A car accelerates uniformly from 18 km/h to 36 km/h in 5 seconds. Calculate (i) the acceleration and (ii) the distance covered by the car in that time.

Answer 1

Step 1:Given data:

Initial velocity, u = 18 km/h.

final velocity, v = 36 km/h.

time of travel, t = 5 sec.

Step 2:Finding the acceleration covered by the car:

Let, the acceleration of the car is $am/s^2.$

Now,

$$\begin{gathered} initialvelocity,u=18k/h=\frac{18\times 1000}{3600}=5m/s. \\ finalvelocity,v=36km/h=\frac{36\times 1000}{3600}=10m/s. \end{gathered}$$

We know that,

From the first equation of motion,

$v=u+at$

Where u and v are the initial and final velocities respectively, a is a constant acceleration.

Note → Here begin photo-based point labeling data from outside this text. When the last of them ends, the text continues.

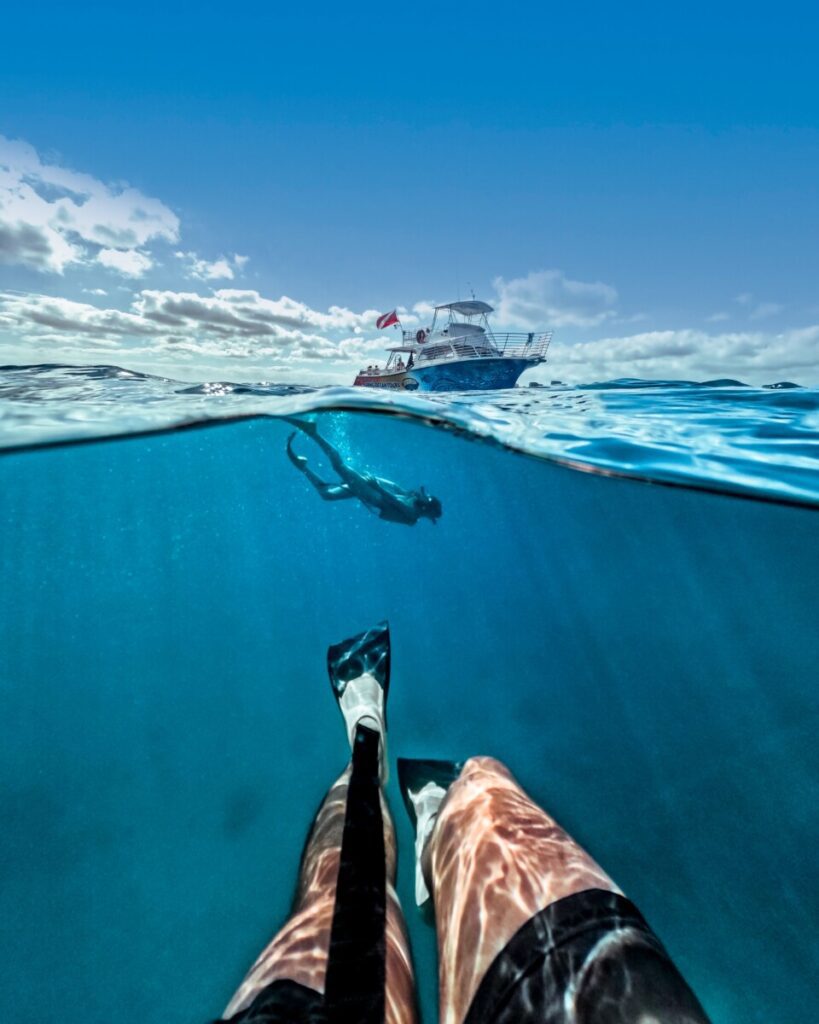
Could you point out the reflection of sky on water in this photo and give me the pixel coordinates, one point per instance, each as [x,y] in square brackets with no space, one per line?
[766,440]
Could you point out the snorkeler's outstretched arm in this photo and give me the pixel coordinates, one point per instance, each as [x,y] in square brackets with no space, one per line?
[330,492]
[309,428]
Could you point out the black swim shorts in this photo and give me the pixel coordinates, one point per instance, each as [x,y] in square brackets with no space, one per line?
[588,958]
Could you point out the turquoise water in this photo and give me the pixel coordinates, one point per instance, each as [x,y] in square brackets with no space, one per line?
[643,656]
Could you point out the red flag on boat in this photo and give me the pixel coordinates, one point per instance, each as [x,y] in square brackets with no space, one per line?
[387,320]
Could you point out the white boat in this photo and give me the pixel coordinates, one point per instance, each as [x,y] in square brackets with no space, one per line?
[458,352]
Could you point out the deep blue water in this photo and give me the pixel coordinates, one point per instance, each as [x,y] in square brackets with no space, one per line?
[643,656]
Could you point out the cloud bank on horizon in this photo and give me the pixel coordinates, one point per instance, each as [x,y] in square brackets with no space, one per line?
[74,233]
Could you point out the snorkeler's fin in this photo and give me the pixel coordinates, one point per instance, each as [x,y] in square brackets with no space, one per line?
[359,675]
[299,461]
[424,784]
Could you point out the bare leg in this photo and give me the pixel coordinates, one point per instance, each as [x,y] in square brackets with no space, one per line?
[299,951]
[494,859]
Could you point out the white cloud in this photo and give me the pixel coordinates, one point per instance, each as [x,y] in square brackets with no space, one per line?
[52,218]
[131,262]
[223,268]
[227,324]
[548,298]
[693,354]
[765,309]
[247,336]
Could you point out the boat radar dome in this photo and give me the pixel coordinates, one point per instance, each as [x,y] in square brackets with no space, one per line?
[470,307]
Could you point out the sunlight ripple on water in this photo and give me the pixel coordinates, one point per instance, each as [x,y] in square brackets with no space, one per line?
[717,434]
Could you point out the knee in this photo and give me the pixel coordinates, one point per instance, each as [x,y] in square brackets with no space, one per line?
[484,768]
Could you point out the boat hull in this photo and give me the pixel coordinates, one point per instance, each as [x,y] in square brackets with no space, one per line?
[468,375]
[390,382]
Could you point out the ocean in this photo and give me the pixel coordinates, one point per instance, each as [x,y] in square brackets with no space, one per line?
[619,601]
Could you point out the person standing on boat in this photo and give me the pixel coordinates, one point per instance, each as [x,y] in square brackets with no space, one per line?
[530,929]
[386,499]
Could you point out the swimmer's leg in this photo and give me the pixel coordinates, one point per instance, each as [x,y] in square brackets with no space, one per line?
[348,866]
[500,868]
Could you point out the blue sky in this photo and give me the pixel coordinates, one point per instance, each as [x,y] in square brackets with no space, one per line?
[643,179]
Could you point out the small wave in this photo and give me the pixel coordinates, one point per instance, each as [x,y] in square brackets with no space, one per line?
[719,434]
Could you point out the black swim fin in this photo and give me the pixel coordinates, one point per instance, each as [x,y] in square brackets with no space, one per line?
[359,675]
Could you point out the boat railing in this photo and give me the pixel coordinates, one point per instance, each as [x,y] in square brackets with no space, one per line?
[514,345]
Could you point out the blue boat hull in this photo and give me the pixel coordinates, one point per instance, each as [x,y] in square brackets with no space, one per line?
[468,375]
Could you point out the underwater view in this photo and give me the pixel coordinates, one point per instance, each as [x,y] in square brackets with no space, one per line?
[612,589]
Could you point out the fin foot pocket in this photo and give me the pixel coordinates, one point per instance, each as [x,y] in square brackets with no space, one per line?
[424,785]
[359,675]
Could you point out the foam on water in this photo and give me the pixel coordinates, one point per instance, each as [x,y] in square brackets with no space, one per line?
[643,657]
[718,434]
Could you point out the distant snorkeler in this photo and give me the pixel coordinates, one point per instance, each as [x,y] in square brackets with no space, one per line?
[384,498]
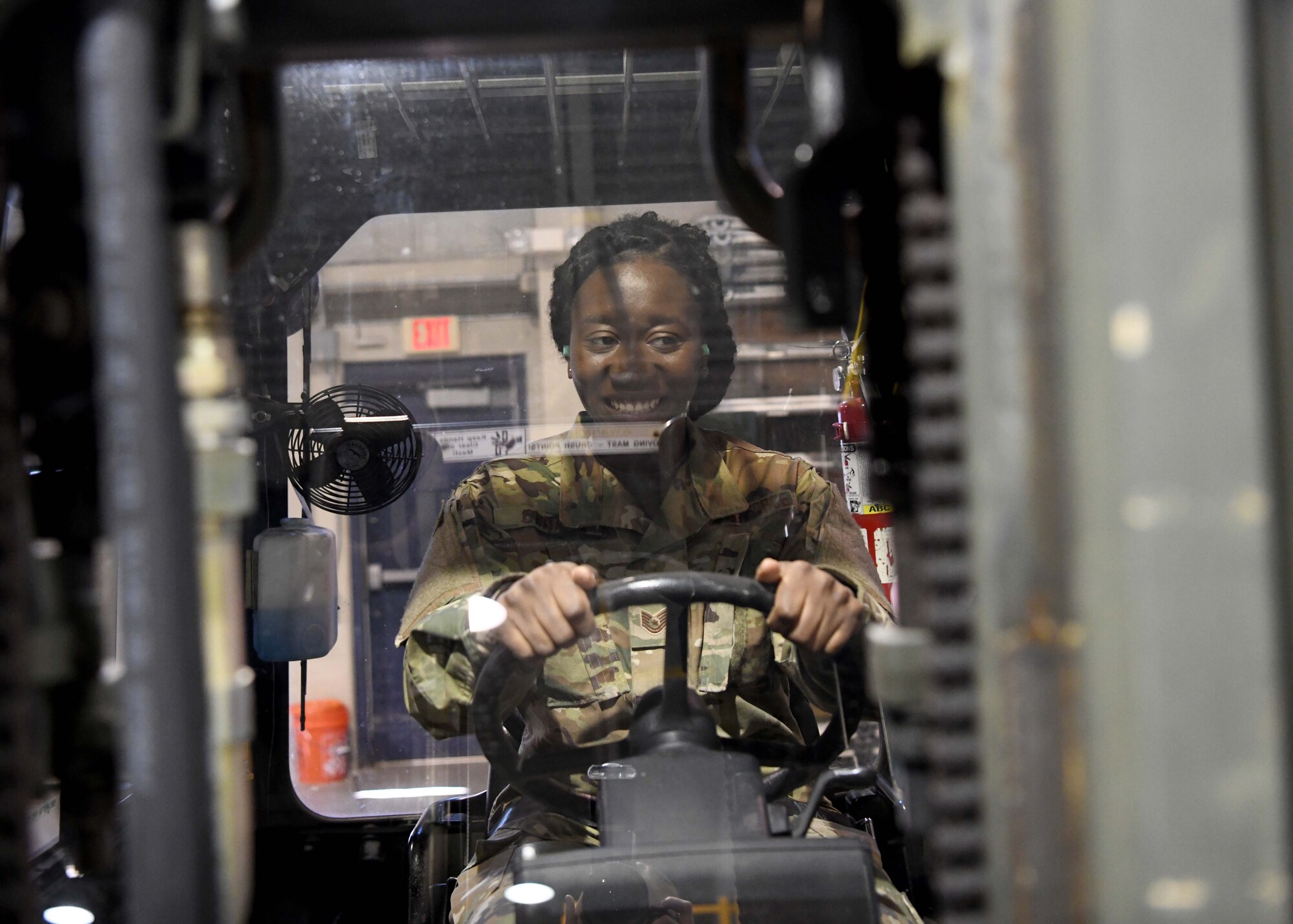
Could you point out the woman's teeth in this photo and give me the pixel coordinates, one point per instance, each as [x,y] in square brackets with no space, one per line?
[634,407]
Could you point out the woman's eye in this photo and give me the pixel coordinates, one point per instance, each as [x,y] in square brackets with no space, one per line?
[667,342]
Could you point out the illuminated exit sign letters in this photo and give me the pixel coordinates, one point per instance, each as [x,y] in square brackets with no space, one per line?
[431,334]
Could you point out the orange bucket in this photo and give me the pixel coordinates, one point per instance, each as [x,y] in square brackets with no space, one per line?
[323,752]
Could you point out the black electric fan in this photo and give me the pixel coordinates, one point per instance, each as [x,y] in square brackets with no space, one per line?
[354,451]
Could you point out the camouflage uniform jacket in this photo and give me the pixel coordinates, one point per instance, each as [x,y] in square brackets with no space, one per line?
[730,506]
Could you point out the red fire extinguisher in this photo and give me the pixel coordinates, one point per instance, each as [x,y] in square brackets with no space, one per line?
[854,431]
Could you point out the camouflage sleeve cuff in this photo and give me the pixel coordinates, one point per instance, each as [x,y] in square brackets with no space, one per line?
[500,586]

$$\begin{gathered} ora=\frac{v-u}{t}=\frac{10-5}{5}=1m/s^2. \\ ora=1m/s^2. \end{gathered}$$

Therefore, the acceleration of the car is $1m/s^2.$

Step 3:Finding the distance covered by the car:

Let, the distance traveled by car is ‘S’ m.

We know that,

From the second equation of motion,

$s=ut+\frac{1}{2}a{t}^2.$

Where, u = initial velocity, t = time, s is the distance traveled, and a = acceleration.

$$\begin{gathered} s=ut+\frac{1}{2}a{t}^2=\left(5\times 5\right)+\frac{1}{2}\times 1\times \left(5^2\right) \\ ors=25+\frac{25}{2}=37.5m. \\ ors=37.5m. \end{gathered}$$

Therefore, the distance traveled by car is 37.5 m.